"If every family chooses someone to punish, I was the one chosen by mine. Mr. Harding, for instance. When he came to lunch, Ma always put him next to me. Why me? I wanted to know. Why not Miranda, she's a freak herself? Every night Miranda woke up screaming that the Germans were coming for her over a wall."
And there you have all the important storylines of The Servants' Quarters introduced in the first sentence. Ten-year-old Cressida lives in South Africa post WWII, although the war could hardly be closer to someone not even born before it ended. Most of the adult men in the novel have been affected by it to some degree, none more than Mr. Harding, who sustained horrible facial burns when his plane was shot down. Cressida's father, although virtually a vegetable (tangentially connected to the war), has infused his girls, Cressida and Miranda, with a palpable fear of what could happen to them, just by virtue of him, and therefore them, being Jewish. Muriel, Cressida's mother, is the town floozy and yet maintains an air of delusional class superiority over the rest of the town and over Cressida as well, whom she obviously enjoys bullying.

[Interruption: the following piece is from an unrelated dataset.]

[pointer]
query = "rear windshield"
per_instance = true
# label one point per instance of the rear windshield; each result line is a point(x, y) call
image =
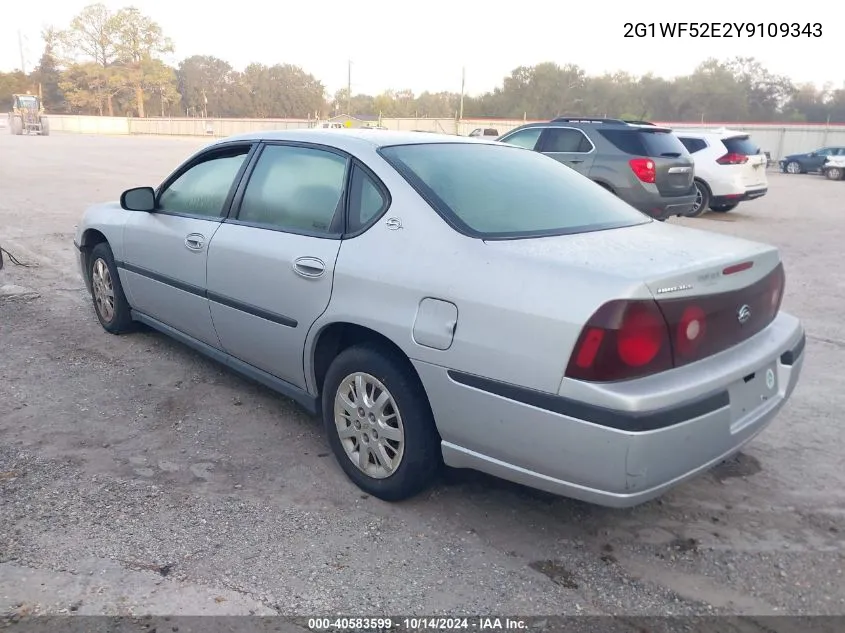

When Cressida's parents lose their house and accept Mr. Harding's invitation to live at his estate, albeit in the servants' quarters, she is "hired" by Mr. Harding to infuse his nephew, Edgar, with the same sort of high spiritedness that she has. More easily said than done. If that sounds just a tad familiar -- young person from wrong side of tracks hired by freaky recluse to entertain distant relative -- Freed has Mr. Harding hand Cressida a copy of Great Expectations, just to make sure you didn't miss the reference. Other obvious cultural touchstones Freed includes are Jane Eyre and Lolita, while Cressida reminded me a great deal of Briony from Atonement.
Three-quarters of the way through the book, I thought, What a great summer read. Freed's writing is fluid and her storytelling makes one keep turning the pages. (I read it in about two days.) But the last section lost me. I just couldn't get on board with the pivotal romantic relationship in the story. And then Freed's wonderful writing came to a screeching halt with this exchange:
"You never asked me to come to your room in the first place!"
"I'd been asking you for years, you little fool, if only you'd been able to see it."
Did Freed take the day off and let someone else write this scene? I don't know, but I'm happy to say there isn't any other portion of the book that is this painful to read.
Also disappointing was that although the novel is set in South Africa, one learns very little about the country and the people, as virtually all the action takes place on the Harding estate.